# Left over Resin



## kenlholley (Apr 16, 2014)

I try real hard to only mix the resin I need for the blank I am making but it always seems that I end up with a little left.  Not enough to use for anything but I hate to waste it. I would like to save it and add to it as I make more blanks. Eventually it will be long enough to make a one of a kind pen.  What can I use to store the leftovers until then? Would a 3/4" PVC capped pipe work?


----------



## glenspens (Apr 16, 2014)

works good for pen blanks  or the use little 3 oz  paper cups and make bottler stopper blanks


----------



## Indiana_Parrothead (Apr 16, 2014)

You can also just pour it in a mold and let it harden. Then break it in to smaller pieces and save the different colored pieces. When you get enough mix them put them in a mold and pour with a different color. 

Mike


----------



## Edward Cypher (Apr 16, 2014)

*Stained glass*



Indiana_Parrothead said:


> You can also just pour it in a mold and let it harden.
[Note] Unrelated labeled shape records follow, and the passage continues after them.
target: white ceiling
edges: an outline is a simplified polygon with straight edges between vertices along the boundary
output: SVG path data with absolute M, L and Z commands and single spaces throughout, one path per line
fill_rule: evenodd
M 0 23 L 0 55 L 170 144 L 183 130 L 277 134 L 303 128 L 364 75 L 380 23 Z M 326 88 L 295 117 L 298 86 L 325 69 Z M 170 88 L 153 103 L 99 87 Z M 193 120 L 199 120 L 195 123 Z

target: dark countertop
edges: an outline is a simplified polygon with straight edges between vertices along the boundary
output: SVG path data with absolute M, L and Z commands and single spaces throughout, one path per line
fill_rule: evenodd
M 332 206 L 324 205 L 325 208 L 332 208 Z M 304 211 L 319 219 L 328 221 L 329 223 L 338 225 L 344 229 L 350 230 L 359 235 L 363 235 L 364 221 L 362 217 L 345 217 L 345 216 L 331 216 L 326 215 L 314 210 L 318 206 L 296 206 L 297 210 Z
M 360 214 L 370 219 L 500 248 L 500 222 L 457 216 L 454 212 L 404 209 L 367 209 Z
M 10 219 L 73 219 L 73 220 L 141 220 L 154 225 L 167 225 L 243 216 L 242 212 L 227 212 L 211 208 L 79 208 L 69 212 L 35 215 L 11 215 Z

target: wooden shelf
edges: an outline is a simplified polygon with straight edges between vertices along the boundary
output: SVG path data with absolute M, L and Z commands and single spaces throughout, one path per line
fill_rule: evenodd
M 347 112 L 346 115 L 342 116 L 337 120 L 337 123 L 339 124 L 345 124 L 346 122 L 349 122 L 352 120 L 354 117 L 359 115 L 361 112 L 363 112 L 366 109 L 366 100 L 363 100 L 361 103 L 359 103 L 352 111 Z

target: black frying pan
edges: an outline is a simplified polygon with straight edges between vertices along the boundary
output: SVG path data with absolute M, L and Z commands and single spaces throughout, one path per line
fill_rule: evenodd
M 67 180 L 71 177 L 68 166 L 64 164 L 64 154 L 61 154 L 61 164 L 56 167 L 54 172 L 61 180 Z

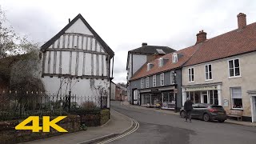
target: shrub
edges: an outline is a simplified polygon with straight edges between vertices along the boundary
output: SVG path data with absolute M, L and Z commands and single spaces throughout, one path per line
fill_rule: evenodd
M 82 104 L 82 109 L 86 109 L 86 110 L 94 110 L 97 108 L 97 105 L 92 101 L 88 101 L 88 102 L 83 102 Z

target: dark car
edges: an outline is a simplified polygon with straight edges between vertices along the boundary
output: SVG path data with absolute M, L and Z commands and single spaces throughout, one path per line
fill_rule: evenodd
M 180 110 L 180 115 L 182 118 L 186 116 L 183 106 Z M 223 122 L 226 119 L 226 113 L 222 106 L 195 103 L 193 105 L 191 117 L 204 121 L 218 120 L 219 122 Z

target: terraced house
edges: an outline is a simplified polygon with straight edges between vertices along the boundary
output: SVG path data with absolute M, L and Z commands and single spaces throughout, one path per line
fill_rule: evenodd
M 175 51 L 174 50 L 167 46 L 149 46 L 143 42 L 141 47 L 128 51 L 127 54 L 127 95 L 128 101 L 132 104 L 138 104 L 137 91 L 132 90 L 130 87 L 130 79 L 134 74 L 138 71 L 141 67 L 147 62 L 152 61 L 166 54 Z
M 141 106 L 177 110 L 182 106 L 182 66 L 197 50 L 188 47 L 146 62 L 130 80 Z
M 246 15 L 238 14 L 238 28 L 207 39 L 197 34 L 196 53 L 182 68 L 182 102 L 224 106 L 238 111 L 242 120 L 256 122 L 256 22 L 246 25 Z
M 114 51 L 79 14 L 41 47 L 42 79 L 47 93 L 72 93 L 95 99 L 107 96 L 110 106 Z M 113 65 L 112 65 L 113 66 Z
Then break it in to smaller pieces and save the different colored pieces. When you get enough mix them put them in a mold and pour with a different color.
> 
> Mike


 
Gives a great stained glass effect or if poured in white divinity candy aspect.  Just remember to paint the tube because some of the small pieces get very translucent.


----------



## Jim Burr (Apr 16, 2014)

I have 3-4 votive candle molds, stainless steel type, that I use for stopper molds. Always purposely make a few oz's more than I need for a pen pour just for that purpose.


----------